Il avait l’impression que le temps ne s’écoulait plus tandis qu’il laissait derrière lui une large trace rouge. Alors qu’il avançait à une lenteur désespérante, il aperçut du coin de l’œil le vautour qui l’avait libéré, le bec enfoncé dans la chair du cheval tandis qu’il le déchiquetait avidement. L’homme se concentra de nouveau sur son objectif : les cheveux roses n’étaient plus qu’à quelques mètres. Il passa tout près de Choji ; il ne l’avait pas remarquée de loin mais Ino gisait, accrochée à son compagnon. L’homme refoula ses larmes et refusa de se souvenir de leur mariage, qui avait eu lieu quelques semaines seulement avant cette terrible bataille. A présent, l’Akimichi et la Yamanaka se trouvaient réunis pour l’éternité, loin de ce sanglant carnage. Et lui, l’homme plus courageux, plus résistant que les autres, devait rejoindre la seule raison de vivre qui lui restait encore.

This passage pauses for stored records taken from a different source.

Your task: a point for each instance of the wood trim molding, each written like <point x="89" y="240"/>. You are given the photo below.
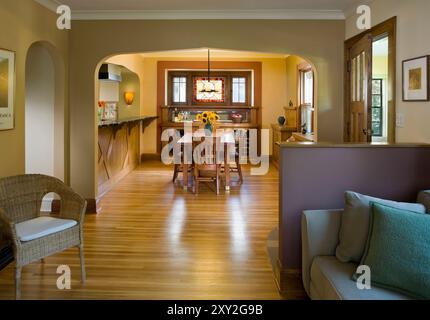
<point x="150" y="157"/>
<point x="93" y="206"/>
<point x="262" y="14"/>
<point x="386" y="28"/>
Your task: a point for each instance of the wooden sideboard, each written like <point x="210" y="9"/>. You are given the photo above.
<point x="300" y="137"/>
<point x="280" y="134"/>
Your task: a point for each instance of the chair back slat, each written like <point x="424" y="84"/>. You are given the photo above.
<point x="21" y="196"/>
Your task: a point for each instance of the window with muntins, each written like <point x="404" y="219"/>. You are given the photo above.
<point x="239" y="90"/>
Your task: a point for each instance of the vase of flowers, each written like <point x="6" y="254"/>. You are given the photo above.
<point x="209" y="119"/>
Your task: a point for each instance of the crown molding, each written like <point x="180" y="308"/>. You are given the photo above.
<point x="352" y="10"/>
<point x="49" y="4"/>
<point x="208" y="15"/>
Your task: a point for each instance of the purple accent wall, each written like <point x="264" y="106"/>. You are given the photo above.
<point x="314" y="177"/>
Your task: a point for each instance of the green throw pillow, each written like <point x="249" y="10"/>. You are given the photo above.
<point x="398" y="250"/>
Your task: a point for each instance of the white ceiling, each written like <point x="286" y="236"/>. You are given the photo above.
<point x="210" y="4"/>
<point x="202" y="53"/>
<point x="207" y="9"/>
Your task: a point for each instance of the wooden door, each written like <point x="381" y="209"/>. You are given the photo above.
<point x="360" y="90"/>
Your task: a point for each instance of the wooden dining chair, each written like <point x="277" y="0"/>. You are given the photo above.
<point x="209" y="170"/>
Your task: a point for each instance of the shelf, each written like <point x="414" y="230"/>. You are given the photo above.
<point x="208" y="107"/>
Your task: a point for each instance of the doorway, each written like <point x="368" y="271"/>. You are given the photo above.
<point x="370" y="90"/>
<point x="44" y="112"/>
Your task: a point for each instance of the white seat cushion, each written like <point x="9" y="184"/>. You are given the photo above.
<point x="42" y="227"/>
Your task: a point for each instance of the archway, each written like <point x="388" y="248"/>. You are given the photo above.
<point x="44" y="111"/>
<point x="281" y="88"/>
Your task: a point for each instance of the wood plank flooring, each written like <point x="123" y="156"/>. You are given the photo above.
<point x="153" y="240"/>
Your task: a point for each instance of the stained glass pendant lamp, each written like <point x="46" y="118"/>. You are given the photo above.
<point x="208" y="86"/>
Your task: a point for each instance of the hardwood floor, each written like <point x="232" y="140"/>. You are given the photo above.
<point x="153" y="240"/>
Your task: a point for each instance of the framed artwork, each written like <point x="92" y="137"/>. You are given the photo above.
<point x="416" y="79"/>
<point x="7" y="89"/>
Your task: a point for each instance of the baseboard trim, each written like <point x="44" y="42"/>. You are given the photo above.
<point x="93" y="206"/>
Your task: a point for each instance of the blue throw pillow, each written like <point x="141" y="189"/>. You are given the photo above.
<point x="398" y="250"/>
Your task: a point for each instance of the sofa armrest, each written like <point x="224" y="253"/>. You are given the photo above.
<point x="320" y="237"/>
<point x="424" y="199"/>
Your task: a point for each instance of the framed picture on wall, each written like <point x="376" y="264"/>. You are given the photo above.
<point x="416" y="85"/>
<point x="7" y="89"/>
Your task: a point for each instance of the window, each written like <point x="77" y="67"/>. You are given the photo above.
<point x="212" y="91"/>
<point x="238" y="90"/>
<point x="377" y="116"/>
<point x="225" y="88"/>
<point x="179" y="89"/>
<point x="306" y="98"/>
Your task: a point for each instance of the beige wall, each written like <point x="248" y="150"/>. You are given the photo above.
<point x="413" y="26"/>
<point x="320" y="42"/>
<point x="23" y="23"/>
<point x="273" y="88"/>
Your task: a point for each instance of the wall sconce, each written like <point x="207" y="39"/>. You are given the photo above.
<point x="129" y="98"/>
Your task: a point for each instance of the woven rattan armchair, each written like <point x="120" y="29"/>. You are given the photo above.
<point x="20" y="201"/>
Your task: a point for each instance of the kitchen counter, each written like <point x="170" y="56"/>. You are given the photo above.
<point x="126" y="120"/>
<point x="244" y="125"/>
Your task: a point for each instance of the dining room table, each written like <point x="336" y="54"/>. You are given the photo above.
<point x="189" y="140"/>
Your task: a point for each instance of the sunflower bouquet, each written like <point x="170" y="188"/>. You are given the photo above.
<point x="208" y="118"/>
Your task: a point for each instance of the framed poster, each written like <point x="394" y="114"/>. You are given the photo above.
<point x="7" y="89"/>
<point x="416" y="79"/>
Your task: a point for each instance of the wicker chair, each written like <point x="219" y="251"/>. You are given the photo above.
<point x="20" y="202"/>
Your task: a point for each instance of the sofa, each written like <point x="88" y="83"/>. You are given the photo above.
<point x="324" y="276"/>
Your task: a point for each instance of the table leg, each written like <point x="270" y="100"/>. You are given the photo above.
<point x="226" y="168"/>
<point x="185" y="168"/>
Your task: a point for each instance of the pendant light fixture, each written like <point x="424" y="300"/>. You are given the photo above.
<point x="209" y="86"/>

Sa tunique se déchira sans qu’il y prenne garde et les cailloux vinrent se frotter à l’une des multiples blessures de son abdomen, écorchant un peu plus sa peau à vif et lui arrachant un pitoyable borborygme. L’homme s’arrêta une seconde dans sa course et tenta de juguler l’affreuse douleur ; mais alors qu’il essayait de calmer celle-ci, il lui sembla que toutes les autres blessures mortelles de son être s’ouvraient plus largement et que le sang s’échappait plus vite. Il se sentit horriblement mourir. Relevant la tête et happant du regard la tête rose toute proche, il tendit un bras devant lui et se remit à ramper. Il serra les dents, sentit ses narines se dilater, ses muscles brûler atrocement. Il poussait des gémissements incompréhensibles, l’ascension devenait trop dure. Mais il devait l’atteindre, il le fallait ! Il ne l’avait pas protégée, il ne s’était pas battu pour elle durant toute sa vie pour en arriver seulement là ! Dans un dernier mouvement de rébellion contre la mort qui l’attirait en son sein, l’homme poussa sur ses jambes et étira son bras vers le corps ; sa tête bascula en avant, et une mèche blonde lui tomba devant les yeux. Il la chassa en soufflant vaguement et déploya encore un peu plus son bras ; il parvint alors à effleurer les cheveux roses du bout des doigts. Il tendit l’autre bras et attrapa la tête devant lui ; il s’y accrocha, s’y appuya pour se mettre à genoux et marcher à quatre pattes vers le corps de la rose.
Il apposa une main contre sa joue pâle, attendit le temps d’un espoir ; puis il laissa libre cours à ses larmes.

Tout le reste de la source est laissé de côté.